Their images I loved I view in thee,
And thou (all they) hast all the all of me.

When to the sessions of sweet silent thought
I summon up remembrance of things past,
I sigh the lack of many a thing I sought,
And with old woes new wail my dear time's waste:

Then can I drown an eye (unused to flow)
For precious friends hid in death's dateless night,
And weep afresh love's long since cancelled woe,
And moan th'expense of many a vanished sight;

Then can I grieve at grievances foregone,
And heavily from woe to woe tell o'er
The sad account of fore-bemoand moan,
Which I new pay as if not paid before:

But if the while I think on thee (dear friend)
All losses are restored, and sorrows end.

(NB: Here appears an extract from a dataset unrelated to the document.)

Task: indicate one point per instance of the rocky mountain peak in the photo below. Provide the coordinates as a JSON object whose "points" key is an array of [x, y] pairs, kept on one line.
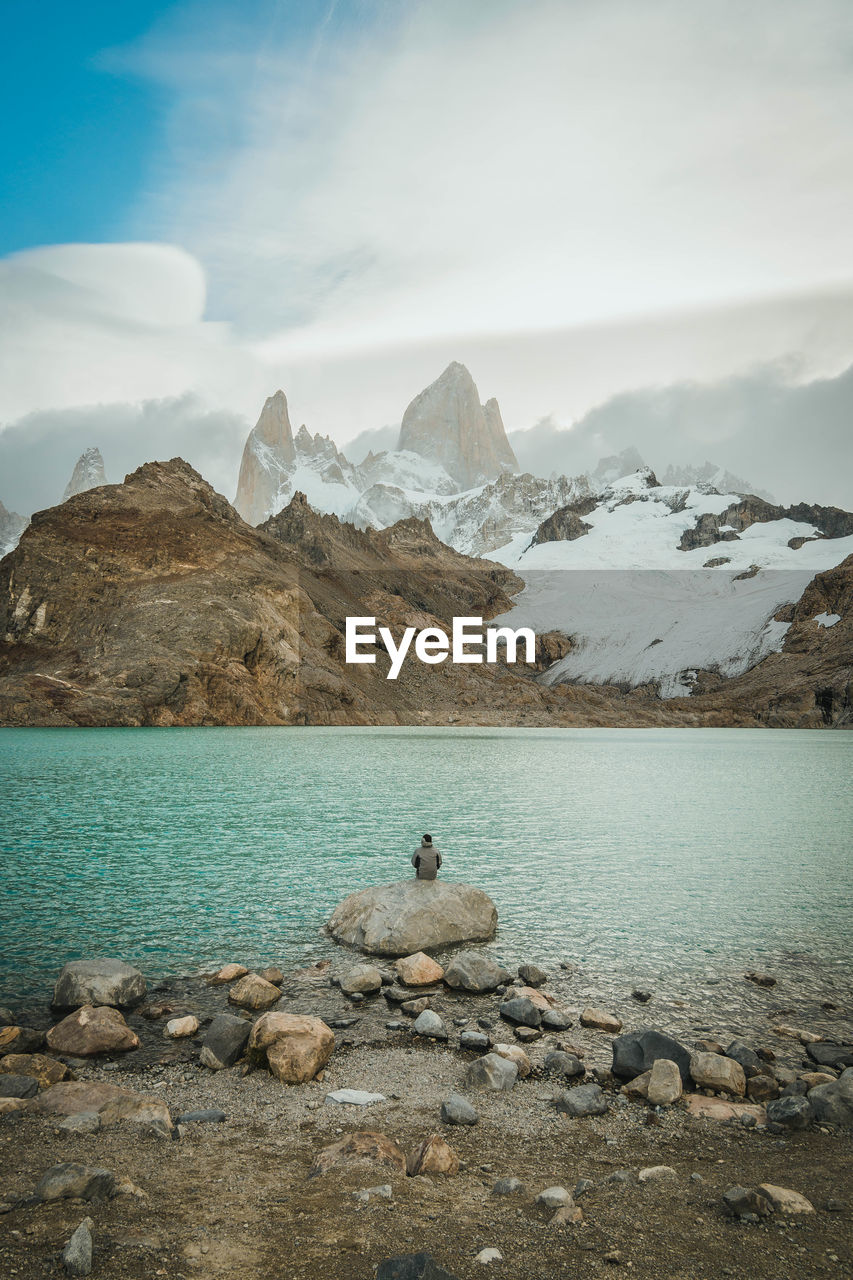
{"points": [[447, 424], [268, 457], [87, 474]]}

When in disgrace with Fortune and men's eyes,
I all alone beweep my outcast state,
And trouble deaf heaven with my bootless cries,
And look upon myself and curse my fate,

Wishing me like to one more rich in hope,
Featured like him, like him with friends possessed,
Desiring this man's art and that man's scope,
With what I most enjoy contented least;

Yet in these thoughts myself almost despising,
Haply I think on thee, and then my state
(Like to the lark at break of day arising
From sullen earth) sings hymns at heaven's gate;

For thy sweet love rememb'red such wealth brings
That then I scorn to change my state with kings.

How can I then return in happy plight
That am debarred the benefit of rest?
When day's oppression is not eased by night,
But day by night and night by day oppressed;

And each (though enemies to either's reign)
Do in consent shake hands to torture me,
The one by toil, the other to complain
How far I toil, still farther off from thee.

I tell the day to please him thou art bright,
And dost him grace when clouds do blot the heaven;
So flatter I the swart-complexioned night,
When sparkling stars twire not thou gild'st the even:

But day doth daily draw my sorrows longer,
And night doth nightly make griefs' strength seem stronger.

Is it for fear to wet a widow's eye
That thou consumest thyself in single life?
Ah! if thou issueless shalt hap to die.
The world will wail thee, like a makeless wife.

The world will be thy widow and still weep
That thou no form of thee hast left behind,
When every private widow well may keep
By children's eyes her husband's shape in mind.